Keluarnya Wanita Pada (shalat) Dua Hari Raya
Hadits
539 (Sunan Tirmidzi)
حَدَّثَنَا أَحْمَدُ بْنُ مَنِيعٍ
حَدَّثَنَا هُشَيْمٌ أَخْبَرَنَا مَنْصُورٌ وَهُوَ ابْنُ زَاذَانَ عَنْ ابْنِ
سِيرِينَ عَنْ أُمِّ عَطِيَّةَ أَنَّ رَسُولَ اللَّهِ صَلَّى اللَّهُ عَلَيْهِ
وَسَلَّمَ كَانَ يُخْرِجُ الْأَبْكَارَ وَالْعَوَاتِقَ وَذَوَاتِ الْخُدُورِ
وَالْحُيَّضَ فِي الْعِيدَيْنِ فَأَمَّا الْحُيَّضُ فَيَعْتَزِلْنَ الْمُصَلَّى
وَيَشْهَدْنَ دَعْوَةَ الْمُسْلِمِينَ قَالَتْ إِحْدَاهُنَّ يَا رَسُولَ اللَّهِ
إِنْ لَمْ يَكُنْ لَهَا جِلْبَابٌ قَالَ فَلْتُعِرْهَا أُخْتُهَا مِنْ
جَلَابِيبِهَا
539. Ahmad bin Mani menceritakan kepada kami, Husyaim
memberitahukan kepada kami, Manshur -yakni Ibnu Zadzan- memberitahukan kepada
kami dari Ibnu Sirin, dari Ummi Athiyyah: Rasulullah SAW menyuruh keluar
perawan-perawan, wanita-wanita merdeka, wanita-wanita yang mengurung diri, dan
wanita-wanita yang sedang haid, tetapi wanita-wanita yang haid hendaknya
memisahkan diri dari tempat shalat dan menyaksikan dakwah kaum muslimin.
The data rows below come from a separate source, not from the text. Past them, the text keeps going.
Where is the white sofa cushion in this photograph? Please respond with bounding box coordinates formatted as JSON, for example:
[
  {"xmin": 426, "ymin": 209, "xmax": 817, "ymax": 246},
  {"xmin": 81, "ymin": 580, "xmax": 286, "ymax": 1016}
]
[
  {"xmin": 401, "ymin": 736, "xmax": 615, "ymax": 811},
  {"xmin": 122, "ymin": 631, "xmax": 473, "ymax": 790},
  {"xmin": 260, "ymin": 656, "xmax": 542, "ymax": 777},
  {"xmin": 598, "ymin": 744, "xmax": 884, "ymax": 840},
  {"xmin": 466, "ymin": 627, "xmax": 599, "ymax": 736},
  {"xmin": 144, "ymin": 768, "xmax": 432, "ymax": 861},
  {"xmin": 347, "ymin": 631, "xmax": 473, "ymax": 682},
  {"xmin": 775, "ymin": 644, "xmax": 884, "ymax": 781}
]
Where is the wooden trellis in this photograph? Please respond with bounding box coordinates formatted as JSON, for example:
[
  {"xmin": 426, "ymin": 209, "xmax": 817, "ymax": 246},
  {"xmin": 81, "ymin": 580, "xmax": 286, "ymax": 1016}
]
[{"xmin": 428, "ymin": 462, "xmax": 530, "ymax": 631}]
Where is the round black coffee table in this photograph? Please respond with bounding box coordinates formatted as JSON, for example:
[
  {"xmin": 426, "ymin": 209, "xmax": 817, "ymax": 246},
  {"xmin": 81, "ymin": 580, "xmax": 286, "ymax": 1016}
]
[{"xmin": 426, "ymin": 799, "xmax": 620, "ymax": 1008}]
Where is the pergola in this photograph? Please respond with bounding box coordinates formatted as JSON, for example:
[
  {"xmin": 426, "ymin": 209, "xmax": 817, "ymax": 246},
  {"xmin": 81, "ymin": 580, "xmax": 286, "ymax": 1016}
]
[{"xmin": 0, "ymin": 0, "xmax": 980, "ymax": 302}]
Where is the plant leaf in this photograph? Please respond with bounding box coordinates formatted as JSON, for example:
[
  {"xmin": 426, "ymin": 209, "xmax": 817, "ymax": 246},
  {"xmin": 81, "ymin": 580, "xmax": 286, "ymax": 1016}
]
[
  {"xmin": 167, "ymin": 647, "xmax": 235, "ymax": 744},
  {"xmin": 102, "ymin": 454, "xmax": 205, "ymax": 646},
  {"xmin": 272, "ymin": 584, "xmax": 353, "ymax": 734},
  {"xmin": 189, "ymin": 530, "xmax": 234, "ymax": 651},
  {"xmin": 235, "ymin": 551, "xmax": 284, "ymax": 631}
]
Salah
seorang di antara mereka bertanya, "Wahai Rasulullah, bagaimana seandainya
dia tidak mempunyai jilbab?" Beliau menjawab, "Maka hendaknya
saudaranya mau meminjamkan jilbabnya untuknya. " Shahih: IbnuMajah (1307 dan 1308) dan Muttafaq 'alaih
حَدَّثَنَا أَحْمَدُ بْنُ مَنِيعٍ
حَدَّثَنَا هُشَيْمٌ عَنْ هِشَامِ بْنِ حَسَّانَ عَنْ حَفْصَةَ بِنْتِ سِيرِينَ
عَنْ أُمِّ عَطِيَّةَ بِنَحْوِهِ
540.
Ahmad bin Mani" menceritakan kepada kami, Husyaim memberitahukan kepada
kami dari Hisyam bin Hasan, dari Hafshah binti Sirin, dari Ummi Athiyah dengan
makna yang sama.
Ia
berkata, "Pada bab ini ada hadits yang diriwayatkan pula dari Ibnu Abbas
dan Jabir." Abu Isa berkata, "Hadits Ummi Athiyah ini adalah hadits hasan
shahih." Sebagian ulama sependapat dengan isi hadits ini. Ada yang
memberi keringanan kepada wanita untuk keluar pada dua hari raya, dan ada juga
yang tidak menyukainya. Diriwayatkan dari Ibnu Al Mubarak, ia berkata,
"Pada hari ini aku tidak menyukai orang-orang perempuan yang keluar pada
dua hari raya. Apabila seorang perempuan memaksa untuk pergi, maka hendaknya
suaminya mengizinkannya untuk keluar dengan pakaian jeleknya dan tidak berhias.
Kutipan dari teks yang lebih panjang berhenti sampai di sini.